Her story has graced Time, USA Today, The Washington Post and dozens of Korean news agencies abroad. She has been the topic of conversation for weeks now on campus amongst parents, students, faculty and alumni alike.
In early June, an article published by the United States branch of a South Korean press reported on a Class of 2015 student who decided to attend both Harvard and Stanford Universities in the coming year through an unprecedented dual-enrollment program. Named “Genius Girl,” the student gained international attention not only from the local community, but also from her homeland, South Korea, until subsequent reports found that the student’s claims, including her special phone conversation with Mark Zuckerberg of Facebook, were false.
The scandal, which was recently covered by the Washington Post, has renewed a conversation in the very same community that spread her story around like wildfire, a conversation about the societal and academic pressures surrounding college admissions.
As the phrase “from Thomas Jefferson High School for Science and Technology in Alexandria, VA” seems to work its way into nearly each and every published article, it prompts current students, teachers and alumni to re-evaluate the true merits of attending an academically rigorous high school and the influence of being exposed to a competitive environment. The student’s true motivation for falsifying admission may never be known, but her story sheds needed light on the pressures that many students face when applying to elite schools.

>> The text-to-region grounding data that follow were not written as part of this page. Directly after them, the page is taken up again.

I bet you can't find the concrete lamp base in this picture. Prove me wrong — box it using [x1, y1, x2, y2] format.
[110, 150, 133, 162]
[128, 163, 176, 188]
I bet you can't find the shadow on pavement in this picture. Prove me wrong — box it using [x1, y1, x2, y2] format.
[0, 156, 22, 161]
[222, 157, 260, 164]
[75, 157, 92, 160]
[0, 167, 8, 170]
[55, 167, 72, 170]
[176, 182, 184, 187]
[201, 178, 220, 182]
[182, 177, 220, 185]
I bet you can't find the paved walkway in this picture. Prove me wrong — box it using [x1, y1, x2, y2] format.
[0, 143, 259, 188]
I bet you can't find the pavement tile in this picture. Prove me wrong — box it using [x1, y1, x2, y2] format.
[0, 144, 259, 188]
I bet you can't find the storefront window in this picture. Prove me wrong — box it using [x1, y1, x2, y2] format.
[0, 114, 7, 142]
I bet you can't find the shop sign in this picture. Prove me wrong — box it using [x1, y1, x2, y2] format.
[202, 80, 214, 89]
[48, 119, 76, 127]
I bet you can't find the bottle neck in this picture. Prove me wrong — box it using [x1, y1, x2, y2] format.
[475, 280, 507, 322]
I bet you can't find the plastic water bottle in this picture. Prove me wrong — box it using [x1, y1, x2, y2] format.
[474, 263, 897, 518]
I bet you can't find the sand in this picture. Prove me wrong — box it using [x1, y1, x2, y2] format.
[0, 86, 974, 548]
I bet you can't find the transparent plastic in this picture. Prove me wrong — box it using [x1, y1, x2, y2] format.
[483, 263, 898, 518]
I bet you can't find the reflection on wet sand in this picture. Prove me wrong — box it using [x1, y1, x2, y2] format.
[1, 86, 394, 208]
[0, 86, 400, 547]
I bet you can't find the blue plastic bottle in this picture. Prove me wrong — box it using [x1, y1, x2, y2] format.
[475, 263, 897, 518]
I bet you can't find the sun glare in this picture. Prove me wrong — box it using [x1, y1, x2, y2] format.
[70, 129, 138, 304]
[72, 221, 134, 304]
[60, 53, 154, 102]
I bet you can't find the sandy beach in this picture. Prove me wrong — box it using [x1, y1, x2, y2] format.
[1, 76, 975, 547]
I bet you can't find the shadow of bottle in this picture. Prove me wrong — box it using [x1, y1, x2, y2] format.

From the Class of 2015, six will attend Stanford, five to Yale, five to Princeton and three to Harvard. It is clear that admission into the nation’s top schools is more difficult than ever before. This means many parents who sent their children to Jefferson three or four years ago with the goal of getting them into an Ivy League school may end up disappointed. Many students are already aware of this fact, as well as the fact that they are constantly compared to their peers, and that comparison is often used to define success. With the recent news of the first student from Jefferson accepted to all eight Ivy League schools, the level of expected achievement only increases with the declining admissions rates.
The increase in societal and academic expectation must be addressed, or it will only worsen. Naturally, this particular student’s story is a sensitive one. She has been a fellow Colonial for four years. She has been with us through the stress of SAT testing, triumphed with us over the difficulty of junior physics, and danced with us at Homecoming MEX. Covering her story can feel like a betrayal at times, a breach of trust of a fellow classmate we have known for so long.
However, she has betrayed us as well. While it may be true that her actions were influenced by the academic environment she was in, that neither justifies her many false claims, nor eliminates her own fault in instigating the scandal. With regards to the recent media stir, we should avoid giving our full sympathy. Instead, we must attempt to recognize what may have been a factor in her decisions, and how the Jefferson community, specifically, may have impacted them.
We watched as Korean and American news articles alike pop up one after another, each repeating the same few confirmed facts. In the interest of minimizing harm, we stepped back.
Yet her story is one that hits home for many of us feeling pressure from outside sources, and for countless alumni who remember their own experiences with college admissions. This is a problem that we can no longer sweep under the rug as we pretend that we attend a school without flaws in its culture. We as a school must not be afraid to reflect on our own attitudes if we are to better our learning environment.
In the upcoming months and beyond, we will be reporting and reflecting on the various aspects of the school community, large or small, that act as possible factors of academic and social pressure. We will be investigating the roots of the international scandal, not only in regards to its implication to the school, but also to the global phenomenon of academic obsession and elitism that tremendously impact the decisions and impressions we make everyday.